In the last of the five volumes of Modern Painters, published in 1860, 17 years after the project began, John Ruskin proclaims what he calls ‘the Law of Help’. He has been talking about composition in painting — about the way the individual parts of a picture contribute to the whole — and he then goes on to affirm such collaboration as the ruling principle of nature itself:

[I]n a plant, the taking away of any one part […] injure[s] the rest. Hurt or remove any portion of the sap, bark, or pith, the rest is injured. If any part enters into a state in which it no more assists the rest, and has thus become ‘helpless’, we call it ‘dead’.

The power which causes the several portions of the plant to help each other, we call life. Much more is this so in an animal. (7:205)

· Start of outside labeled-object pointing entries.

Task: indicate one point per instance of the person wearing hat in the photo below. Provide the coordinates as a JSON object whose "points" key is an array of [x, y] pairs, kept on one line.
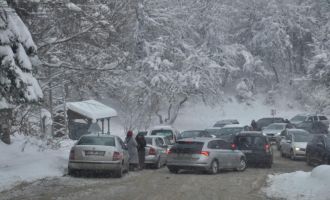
{"points": [[132, 150]]}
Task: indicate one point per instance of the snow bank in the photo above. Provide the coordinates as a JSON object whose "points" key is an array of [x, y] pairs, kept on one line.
{"points": [[300, 185], [24, 160]]}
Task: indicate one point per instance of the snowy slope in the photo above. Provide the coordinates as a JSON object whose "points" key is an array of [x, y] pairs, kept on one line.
{"points": [[300, 185], [25, 161]]}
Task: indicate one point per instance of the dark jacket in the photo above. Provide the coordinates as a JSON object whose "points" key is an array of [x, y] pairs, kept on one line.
{"points": [[141, 141]]}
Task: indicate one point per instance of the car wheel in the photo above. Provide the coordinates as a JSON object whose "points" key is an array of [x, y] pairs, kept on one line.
{"points": [[292, 156], [119, 173], [173, 170], [157, 164], [242, 165], [308, 159], [214, 167]]}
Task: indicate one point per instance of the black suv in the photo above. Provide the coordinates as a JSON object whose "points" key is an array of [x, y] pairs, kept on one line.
{"points": [[255, 146], [318, 150]]}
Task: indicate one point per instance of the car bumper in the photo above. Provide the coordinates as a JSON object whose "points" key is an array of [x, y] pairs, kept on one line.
{"points": [[93, 165], [151, 159]]}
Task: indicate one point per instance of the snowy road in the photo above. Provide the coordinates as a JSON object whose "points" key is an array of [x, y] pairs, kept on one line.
{"points": [[157, 184]]}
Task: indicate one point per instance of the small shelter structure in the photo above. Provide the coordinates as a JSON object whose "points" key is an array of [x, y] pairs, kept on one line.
{"points": [[83, 117]]}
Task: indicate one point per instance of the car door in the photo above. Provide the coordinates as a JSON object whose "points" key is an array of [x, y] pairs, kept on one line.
{"points": [[218, 153]]}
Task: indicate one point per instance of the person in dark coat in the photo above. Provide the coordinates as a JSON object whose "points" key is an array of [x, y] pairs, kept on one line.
{"points": [[132, 150], [254, 125], [141, 141]]}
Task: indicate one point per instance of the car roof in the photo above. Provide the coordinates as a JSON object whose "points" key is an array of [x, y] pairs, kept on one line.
{"points": [[197, 139], [234, 126], [250, 133]]}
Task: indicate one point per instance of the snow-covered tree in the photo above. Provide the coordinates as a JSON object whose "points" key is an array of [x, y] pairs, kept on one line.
{"points": [[18, 59]]}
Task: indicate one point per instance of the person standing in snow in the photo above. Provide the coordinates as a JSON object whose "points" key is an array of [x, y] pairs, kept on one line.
{"points": [[141, 141], [132, 150], [254, 125]]}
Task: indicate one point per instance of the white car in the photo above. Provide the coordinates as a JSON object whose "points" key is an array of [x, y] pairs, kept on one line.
{"points": [[309, 118], [169, 131], [294, 144]]}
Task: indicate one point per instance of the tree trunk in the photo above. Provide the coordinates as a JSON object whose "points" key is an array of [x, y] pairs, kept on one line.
{"points": [[5, 125]]}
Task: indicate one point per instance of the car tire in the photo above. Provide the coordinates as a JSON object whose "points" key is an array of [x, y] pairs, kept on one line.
{"points": [[173, 170], [119, 173], [214, 167], [308, 159], [292, 156], [242, 166], [157, 165]]}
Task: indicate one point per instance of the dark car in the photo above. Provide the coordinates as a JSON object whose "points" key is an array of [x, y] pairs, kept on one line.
{"points": [[224, 122], [263, 122], [318, 150], [193, 134], [313, 127], [255, 146]]}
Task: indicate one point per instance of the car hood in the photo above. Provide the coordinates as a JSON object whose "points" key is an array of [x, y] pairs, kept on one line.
{"points": [[267, 131], [300, 144]]}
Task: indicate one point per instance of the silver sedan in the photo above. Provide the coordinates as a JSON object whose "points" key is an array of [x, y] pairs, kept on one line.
{"points": [[100, 153], [205, 154]]}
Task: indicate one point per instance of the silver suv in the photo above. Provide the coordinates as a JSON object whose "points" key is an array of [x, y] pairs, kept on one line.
{"points": [[206, 154]]}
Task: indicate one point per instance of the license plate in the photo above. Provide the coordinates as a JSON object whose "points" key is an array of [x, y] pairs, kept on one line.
{"points": [[94, 153]]}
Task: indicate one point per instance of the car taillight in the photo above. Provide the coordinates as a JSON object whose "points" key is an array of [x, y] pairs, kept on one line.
{"points": [[71, 154], [267, 148], [152, 151], [116, 156], [205, 153]]}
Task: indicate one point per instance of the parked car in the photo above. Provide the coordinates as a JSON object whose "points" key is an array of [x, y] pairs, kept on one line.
{"points": [[99, 153], [300, 118], [313, 127], [255, 146], [156, 151], [206, 154], [170, 132], [194, 133], [224, 122], [228, 131], [318, 150], [294, 144], [263, 122], [273, 131]]}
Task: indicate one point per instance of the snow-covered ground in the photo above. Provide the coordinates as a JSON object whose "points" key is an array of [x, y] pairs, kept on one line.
{"points": [[300, 185], [32, 163], [26, 159]]}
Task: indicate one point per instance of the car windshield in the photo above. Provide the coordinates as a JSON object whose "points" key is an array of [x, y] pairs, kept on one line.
{"points": [[302, 137], [190, 134], [298, 118], [228, 131], [275, 127], [148, 140], [187, 147], [103, 141], [251, 142], [167, 133]]}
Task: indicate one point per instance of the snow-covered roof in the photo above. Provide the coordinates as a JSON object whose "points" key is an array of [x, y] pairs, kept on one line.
{"points": [[92, 109]]}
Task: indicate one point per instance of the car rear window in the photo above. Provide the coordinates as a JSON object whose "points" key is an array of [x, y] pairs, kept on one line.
{"points": [[323, 118], [187, 147], [167, 133], [251, 142], [104, 141], [149, 140]]}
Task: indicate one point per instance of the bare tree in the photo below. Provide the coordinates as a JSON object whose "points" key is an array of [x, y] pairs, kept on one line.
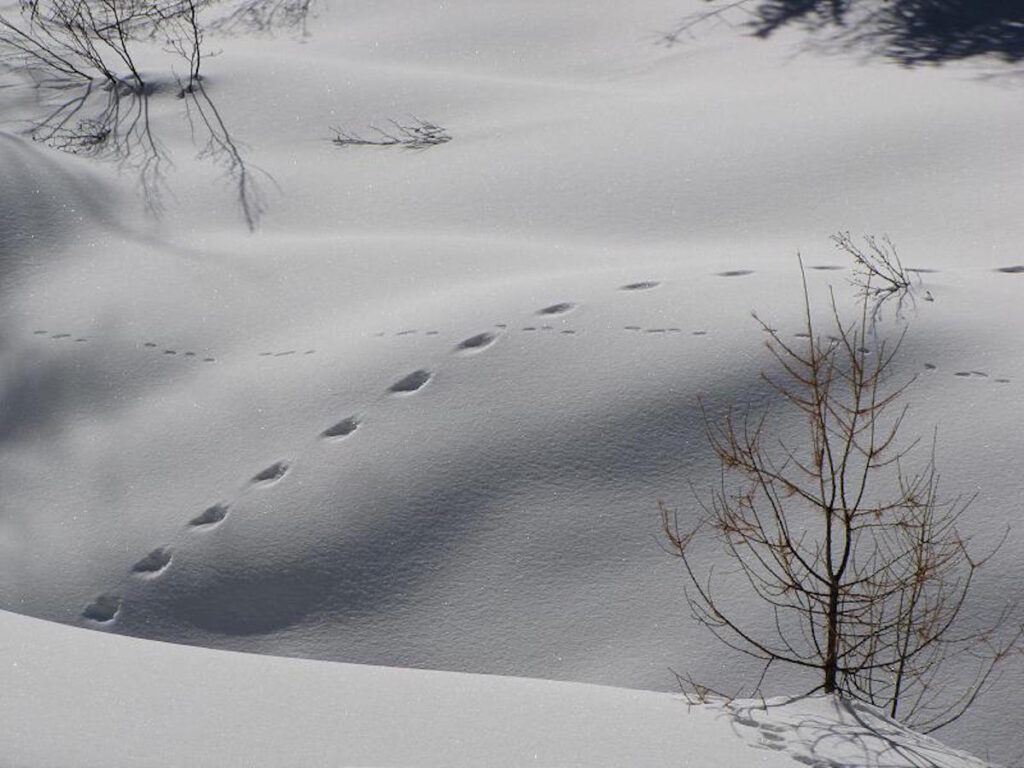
{"points": [[81, 56], [856, 560]]}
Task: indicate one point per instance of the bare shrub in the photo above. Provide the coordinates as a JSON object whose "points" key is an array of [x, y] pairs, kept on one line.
{"points": [[81, 55], [878, 271], [857, 563], [418, 134]]}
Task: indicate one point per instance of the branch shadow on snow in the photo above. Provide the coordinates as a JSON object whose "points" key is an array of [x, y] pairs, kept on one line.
{"points": [[845, 734], [115, 122], [908, 32]]}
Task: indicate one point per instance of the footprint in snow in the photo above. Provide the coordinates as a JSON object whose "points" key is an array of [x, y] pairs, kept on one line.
{"points": [[271, 474], [641, 286], [342, 429], [210, 516], [735, 272], [476, 343], [103, 609], [411, 383], [154, 563], [560, 308]]}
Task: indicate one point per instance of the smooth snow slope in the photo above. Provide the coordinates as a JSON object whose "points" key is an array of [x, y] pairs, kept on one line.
{"points": [[85, 699], [570, 271]]}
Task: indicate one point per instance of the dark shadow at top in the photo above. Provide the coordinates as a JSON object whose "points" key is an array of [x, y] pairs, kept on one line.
{"points": [[909, 32]]}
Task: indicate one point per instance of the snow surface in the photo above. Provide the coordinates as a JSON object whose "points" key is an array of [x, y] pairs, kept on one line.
{"points": [[90, 699], [507, 336]]}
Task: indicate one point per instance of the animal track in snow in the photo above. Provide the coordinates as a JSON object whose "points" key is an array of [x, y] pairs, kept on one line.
{"points": [[154, 563], [476, 343], [560, 308], [645, 285], [210, 516], [271, 474], [103, 609], [411, 382], [342, 429]]}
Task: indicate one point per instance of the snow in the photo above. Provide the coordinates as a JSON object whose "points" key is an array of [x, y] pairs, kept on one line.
{"points": [[91, 699], [517, 324]]}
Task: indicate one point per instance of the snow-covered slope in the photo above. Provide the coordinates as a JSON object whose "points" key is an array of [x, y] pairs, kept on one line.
{"points": [[86, 699], [422, 417]]}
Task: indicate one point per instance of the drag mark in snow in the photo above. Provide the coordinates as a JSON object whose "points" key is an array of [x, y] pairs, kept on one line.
{"points": [[271, 474], [411, 383], [342, 429], [210, 516], [154, 563], [560, 308], [103, 609], [642, 286], [476, 343]]}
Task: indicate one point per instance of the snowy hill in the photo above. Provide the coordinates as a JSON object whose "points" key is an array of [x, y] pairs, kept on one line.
{"points": [[423, 415], [87, 699]]}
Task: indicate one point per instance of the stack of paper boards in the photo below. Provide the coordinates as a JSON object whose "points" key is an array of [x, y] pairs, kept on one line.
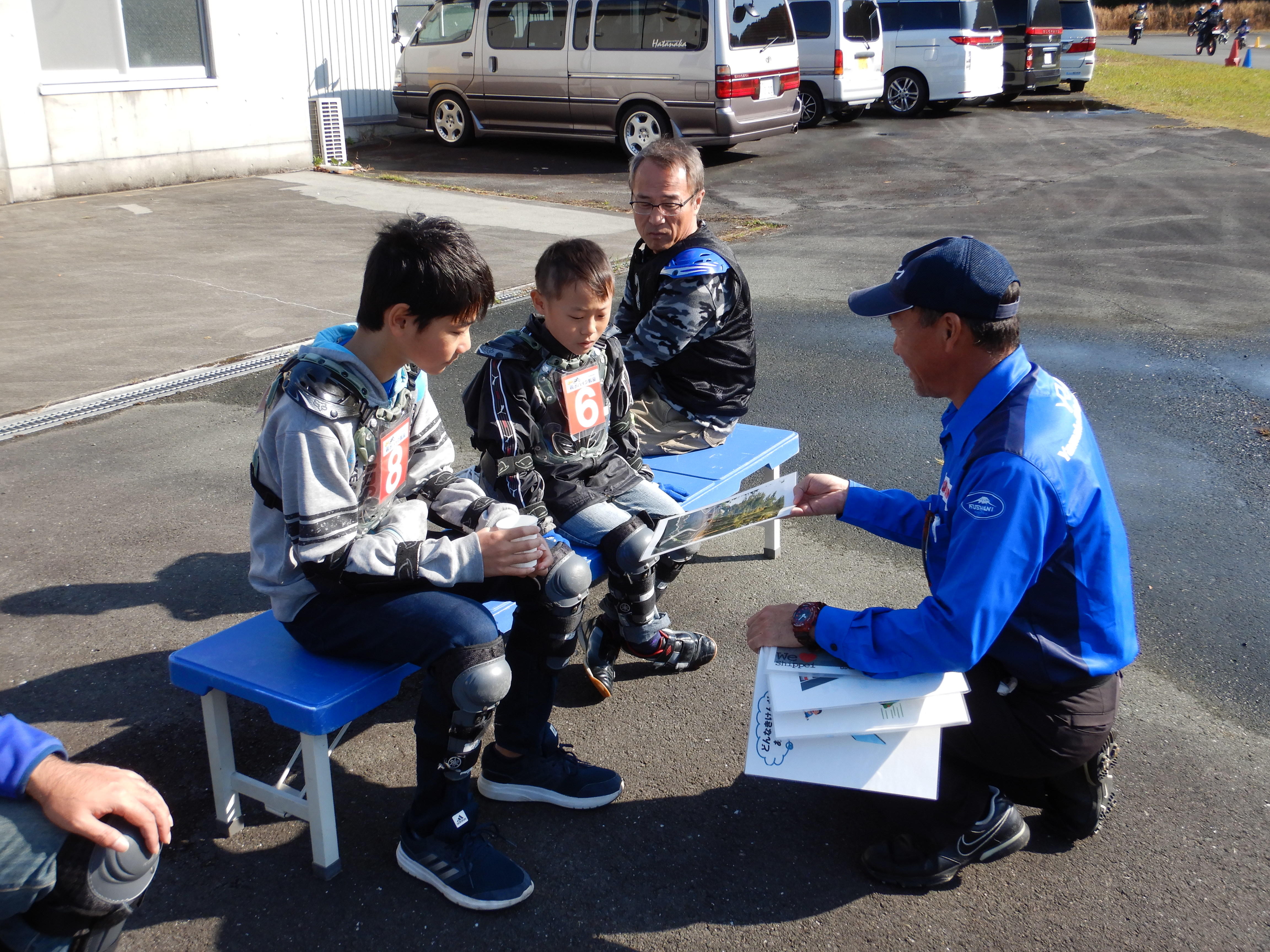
{"points": [[818, 721]]}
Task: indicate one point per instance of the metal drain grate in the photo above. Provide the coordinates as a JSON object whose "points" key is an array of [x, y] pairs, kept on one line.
{"points": [[133, 394]]}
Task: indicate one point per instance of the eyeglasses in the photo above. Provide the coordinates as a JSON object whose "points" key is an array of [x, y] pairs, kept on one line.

And of course (he goes on) still more so in humans. He goes so far as to retranslate the old Anglo-Saxon word ‘holy’ as ‘helpful’, so that God becomes ‘the Helpful One’ (7:206). This discussion completed, he then announces his ‘Law’:

A pure or holy state of anything, therefore, is that in which all its parts are helpful or consistent. They may or may not be homogeneous. The highest or organic purities are composed of many elements in an entirely helpful way. The highest and first law of the universe — and the other name of life is, therefore, ‘help’.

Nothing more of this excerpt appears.